Only one major country suffered a bigger tax rise than Britain last year

Jeremy Hunt - Zuma Press/Alamy Live News
Jeremy Hunt - Zuma Press/Alamy Live News

Britain's tax burden rose faster than France, the US, Italy and even several Nordic states last year as high earners were forced to hand more of their wages to the taxman, new analysis shows.

Taxes as a share of the economy rose by 1.4 percentage points to 33.5pc in 2021, according to the Organisation for Economic Co-operation and Development (OECD).

That was the biggest rise among G7 economies apart from Germany and was also a bigger increase than seen in Sweden, Finland and Denmark, which are traditionally high tax countries.

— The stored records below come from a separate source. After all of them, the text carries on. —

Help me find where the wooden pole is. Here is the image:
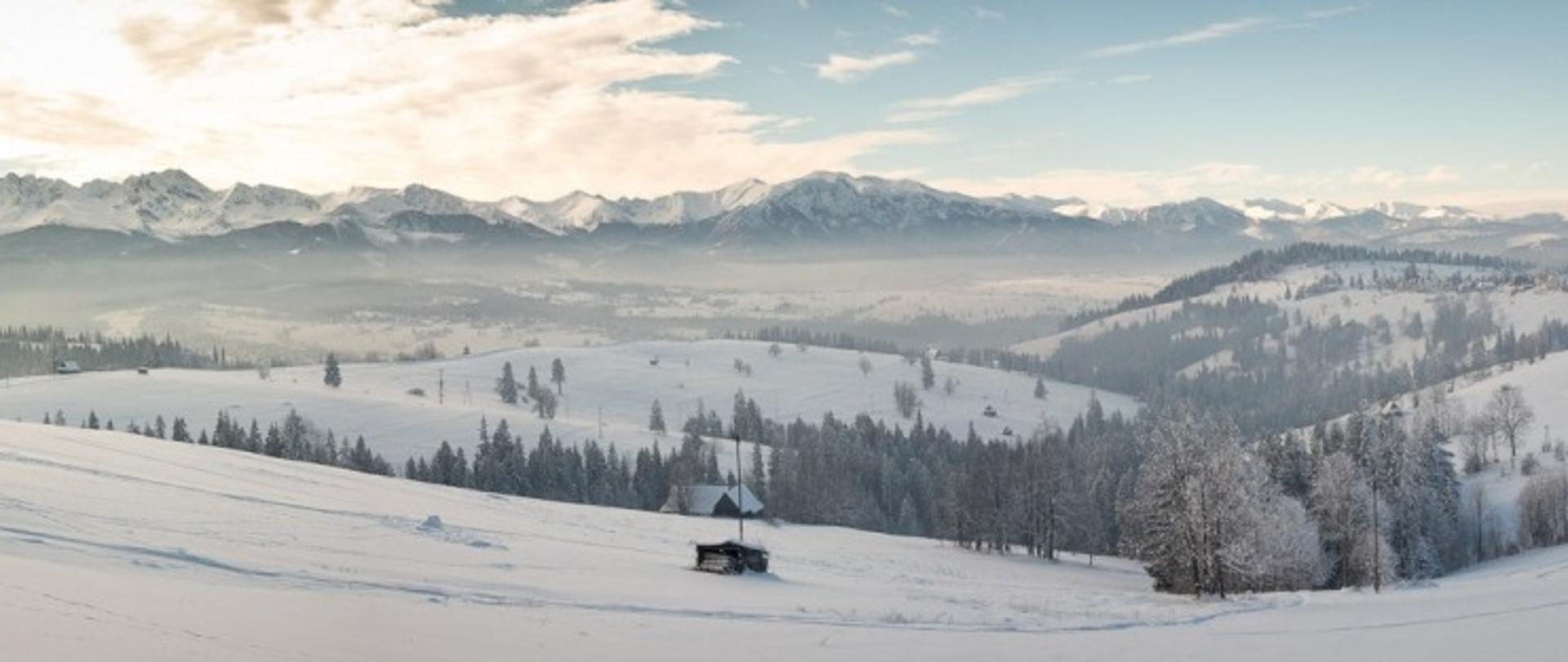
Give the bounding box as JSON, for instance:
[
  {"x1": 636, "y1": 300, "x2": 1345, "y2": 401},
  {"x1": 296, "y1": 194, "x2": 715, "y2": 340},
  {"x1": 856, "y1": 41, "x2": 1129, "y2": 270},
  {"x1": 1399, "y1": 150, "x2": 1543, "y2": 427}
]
[{"x1": 735, "y1": 433, "x2": 746, "y2": 543}]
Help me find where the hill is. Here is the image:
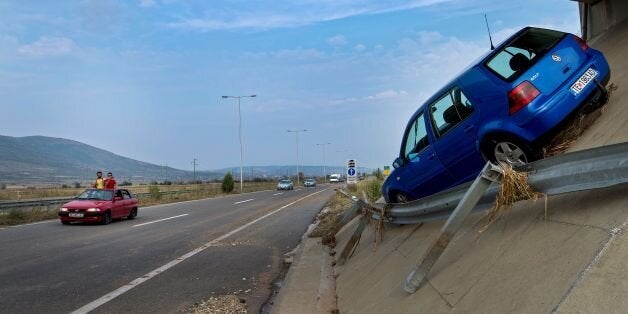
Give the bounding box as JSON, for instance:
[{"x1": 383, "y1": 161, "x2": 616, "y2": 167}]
[
  {"x1": 0, "y1": 136, "x2": 220, "y2": 183},
  {"x1": 0, "y1": 135, "x2": 370, "y2": 184}
]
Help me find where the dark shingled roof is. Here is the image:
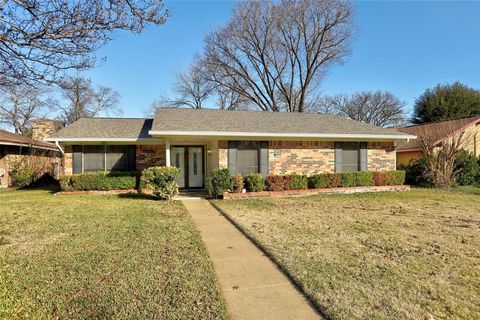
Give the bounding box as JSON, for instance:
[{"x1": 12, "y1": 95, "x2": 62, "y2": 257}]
[
  {"x1": 152, "y1": 108, "x2": 412, "y2": 136},
  {"x1": 48, "y1": 108, "x2": 409, "y2": 141},
  {"x1": 49, "y1": 118, "x2": 153, "y2": 140},
  {"x1": 0, "y1": 130, "x2": 57, "y2": 150},
  {"x1": 397, "y1": 115, "x2": 480, "y2": 151}
]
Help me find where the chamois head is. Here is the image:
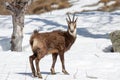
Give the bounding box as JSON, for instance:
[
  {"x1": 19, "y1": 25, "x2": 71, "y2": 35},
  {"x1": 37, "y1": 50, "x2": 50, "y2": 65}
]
[{"x1": 66, "y1": 14, "x2": 77, "y2": 37}]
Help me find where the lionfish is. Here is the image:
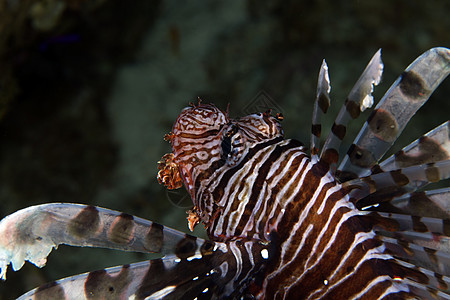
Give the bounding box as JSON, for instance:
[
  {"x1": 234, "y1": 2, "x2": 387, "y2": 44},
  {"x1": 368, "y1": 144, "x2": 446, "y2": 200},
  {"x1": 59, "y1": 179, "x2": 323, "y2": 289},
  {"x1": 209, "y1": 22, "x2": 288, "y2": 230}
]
[{"x1": 0, "y1": 48, "x2": 450, "y2": 299}]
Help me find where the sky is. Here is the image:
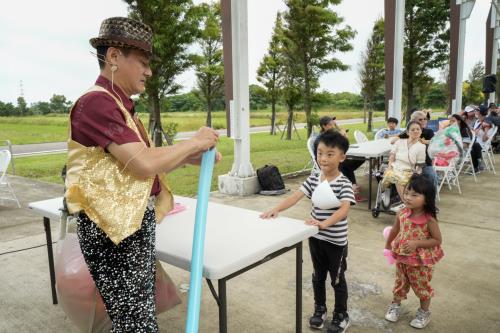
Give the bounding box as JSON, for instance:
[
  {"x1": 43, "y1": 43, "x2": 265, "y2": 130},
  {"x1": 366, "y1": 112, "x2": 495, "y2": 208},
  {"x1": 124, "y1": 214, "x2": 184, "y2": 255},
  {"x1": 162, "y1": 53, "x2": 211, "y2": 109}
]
[{"x1": 0, "y1": 0, "x2": 490, "y2": 104}]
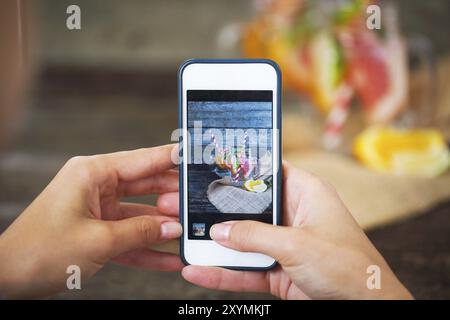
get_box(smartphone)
[178,59,281,270]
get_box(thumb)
[108,216,182,256]
[210,221,303,264]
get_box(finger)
[118,202,178,220]
[181,265,269,292]
[112,249,184,271]
[98,144,175,181]
[210,221,303,264]
[156,192,180,216]
[119,170,178,197]
[105,216,182,257]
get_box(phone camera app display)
[186,90,273,240]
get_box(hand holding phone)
[179,60,281,270]
[182,163,412,299]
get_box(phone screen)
[187,90,274,240]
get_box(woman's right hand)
[183,162,412,299]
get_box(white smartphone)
[178,59,281,270]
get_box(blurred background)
[0,0,450,299]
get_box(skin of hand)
[0,145,183,298]
[182,162,412,299]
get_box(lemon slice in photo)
[244,180,267,193]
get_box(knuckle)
[137,217,159,243]
[63,156,92,178]
[82,221,117,260]
[230,222,255,248]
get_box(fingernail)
[209,223,231,241]
[160,221,183,239]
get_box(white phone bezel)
[180,62,280,268]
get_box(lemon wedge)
[353,127,450,177]
[244,180,267,193]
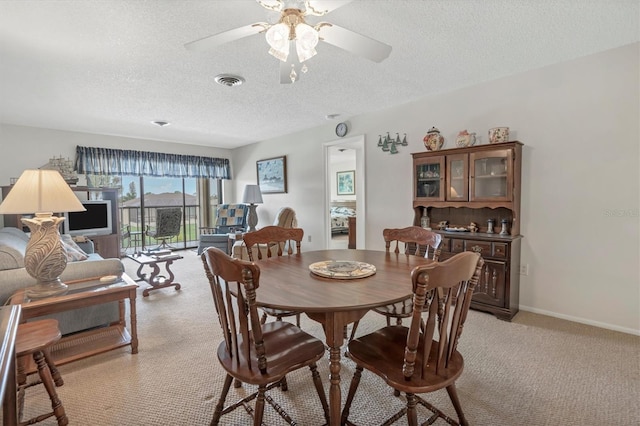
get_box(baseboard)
[519,305,640,336]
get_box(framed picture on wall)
[336,170,356,195]
[256,155,287,194]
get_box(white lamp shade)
[242,185,262,204]
[0,170,86,214]
[296,24,319,62]
[265,23,289,62]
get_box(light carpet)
[20,251,640,426]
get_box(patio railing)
[119,205,200,253]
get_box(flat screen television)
[64,200,112,236]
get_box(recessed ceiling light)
[214,74,245,87]
[151,120,171,127]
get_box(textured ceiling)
[0,0,640,148]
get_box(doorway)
[325,135,366,249]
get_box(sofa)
[0,227,124,335]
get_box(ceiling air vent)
[215,74,244,87]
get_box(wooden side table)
[0,305,21,425]
[11,274,138,373]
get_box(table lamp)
[242,185,262,232]
[0,170,86,298]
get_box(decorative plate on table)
[309,260,376,280]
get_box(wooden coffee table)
[11,274,138,372]
[127,253,182,297]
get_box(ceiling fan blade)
[184,22,269,51]
[311,0,353,13]
[316,23,391,62]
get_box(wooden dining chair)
[243,226,304,327]
[201,247,329,426]
[342,252,484,426]
[349,226,442,340]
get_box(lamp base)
[247,203,258,232]
[22,213,68,299]
[25,280,69,299]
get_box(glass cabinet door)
[414,156,444,201]
[469,149,513,201]
[446,154,469,201]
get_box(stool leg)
[33,351,69,426]
[43,351,64,387]
[17,356,27,420]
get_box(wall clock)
[336,123,349,138]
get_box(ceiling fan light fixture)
[296,23,320,62]
[265,23,289,62]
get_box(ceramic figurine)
[456,130,476,148]
[420,207,431,231]
[423,127,444,151]
[500,219,509,235]
[489,127,509,143]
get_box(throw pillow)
[60,234,89,262]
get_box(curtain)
[75,146,231,179]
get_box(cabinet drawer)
[440,238,451,253]
[493,243,507,259]
[451,239,464,253]
[466,240,491,256]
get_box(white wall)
[233,43,640,334]
[0,43,640,334]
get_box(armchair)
[198,204,249,254]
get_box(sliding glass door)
[120,176,219,252]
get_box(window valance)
[75,146,231,179]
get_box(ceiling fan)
[184,0,391,84]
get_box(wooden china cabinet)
[412,142,522,320]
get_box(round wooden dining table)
[256,250,433,425]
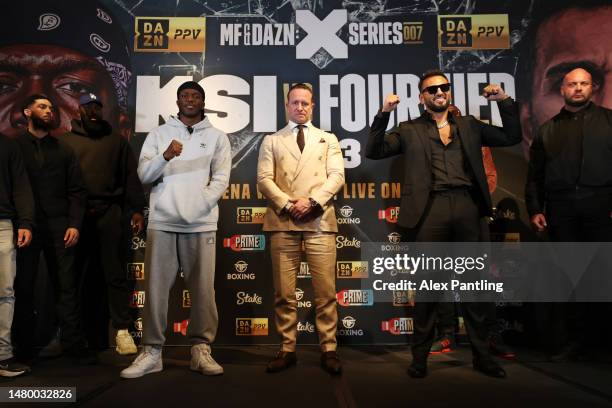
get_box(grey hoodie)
[138,116,232,233]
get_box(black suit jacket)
[365,98,522,228]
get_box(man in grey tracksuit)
[121,81,232,378]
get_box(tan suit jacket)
[257,125,344,232]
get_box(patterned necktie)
[297,125,306,153]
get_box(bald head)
[561,68,593,111]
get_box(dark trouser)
[541,194,612,350]
[77,205,133,343]
[436,302,500,335]
[13,218,84,357]
[405,189,491,363]
[436,217,500,336]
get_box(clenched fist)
[164,139,183,161]
[482,84,508,101]
[382,94,399,112]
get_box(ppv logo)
[438,14,510,51]
[172,319,189,336]
[378,207,399,224]
[127,262,144,280]
[336,261,368,279]
[393,290,415,307]
[297,262,312,278]
[380,317,414,336]
[295,288,312,307]
[134,17,206,53]
[236,207,267,224]
[223,234,266,252]
[297,322,314,333]
[342,316,357,329]
[130,290,145,309]
[336,289,374,306]
[183,289,191,308]
[236,317,268,336]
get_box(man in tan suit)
[257,84,344,374]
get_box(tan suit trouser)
[270,231,338,351]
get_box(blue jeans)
[0,220,17,360]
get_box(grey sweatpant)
[142,229,219,346]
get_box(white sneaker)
[189,343,223,375]
[115,329,138,356]
[120,346,164,378]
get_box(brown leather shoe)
[266,351,297,373]
[321,351,342,375]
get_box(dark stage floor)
[0,346,612,408]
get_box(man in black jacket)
[14,94,95,364]
[525,66,612,360]
[0,134,34,377]
[63,93,146,355]
[366,70,521,377]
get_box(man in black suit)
[366,70,521,377]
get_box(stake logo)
[223,234,266,252]
[381,317,414,336]
[336,235,361,249]
[236,292,262,305]
[127,262,144,280]
[172,319,189,336]
[134,17,206,53]
[438,14,510,51]
[336,289,374,306]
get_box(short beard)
[565,99,591,108]
[31,115,57,132]
[178,109,204,120]
[426,99,450,113]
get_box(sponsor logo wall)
[3,0,540,344]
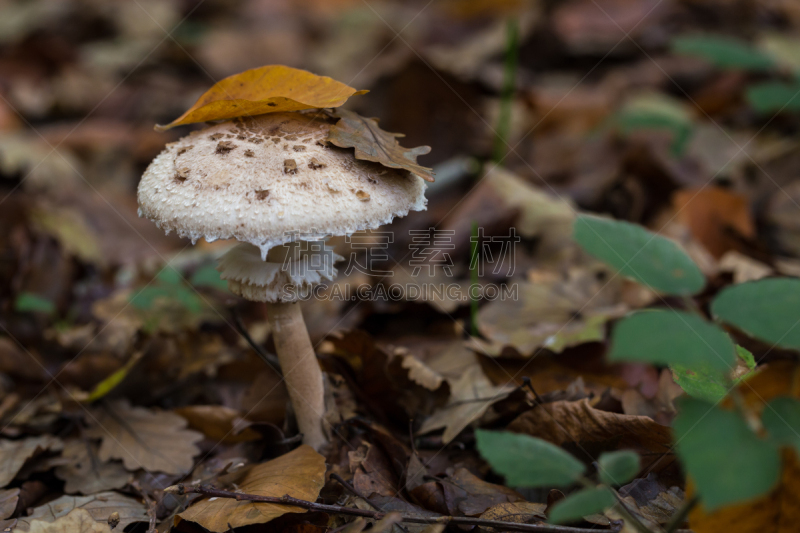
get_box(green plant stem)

Britain's tax burden is now at its highest since 1988, the OECD said. The figures do not take into account Jeremy Hunt's decision to increase taxes for workers and businesses in the Autumn Statement to help pay for a bigger welfare state.

The Office for Budget Responsibility (OBR), the Government's tax and spending watchdog, has warned that the Chancellor's increases will push taxes to rates not seen since the Second World War when measured against the size of economic output.

While the UK's overall tax burden remains well below its European counterparts – France's tax-to-GDP ratio currently stands at 45.1pc and Italy's stood at 43.3pc in 2021 – the burden is expected to remain near record levels well into the next decade.

The OECD said the rise in Britain last year was partly driven by a 0.8 percentage point increase in revenues from personal income taxes, as fiscal drag saw more people pulled into higher tax brackets.

The OBR has previously noted that “almost all the rise” in personal tax revenues between April and December last year was driven by an increase in revenues from the 3.6 million taxpayers who pay either the higher 40p or top 45p rate of tax.

The increase in tax revenues from these employees last year accounted for half the growth in receipts, according to the OBR.

Around 3.3 million employees – or just over 10pc of the total workforce – paid the higher tax rate last year.

Britain’s tax burden has risen yet again since the period looked at by the OECD. The Chancellor targeted higher earners in the Autumn Statement, reducing the threshold at which the 45p is paid from £150,000 to £125,140. This will drag more people into the highest rate of tax and will mean these higher earners pay around £1,200 a year more in tax.

Tax burdens across the OECD also rose sharply. It said the average tax-to-GDP ratio rose by 0.6 percentage points in 2021, to 34.1pc. This represents the second-strongest year-on-year increase since 1990.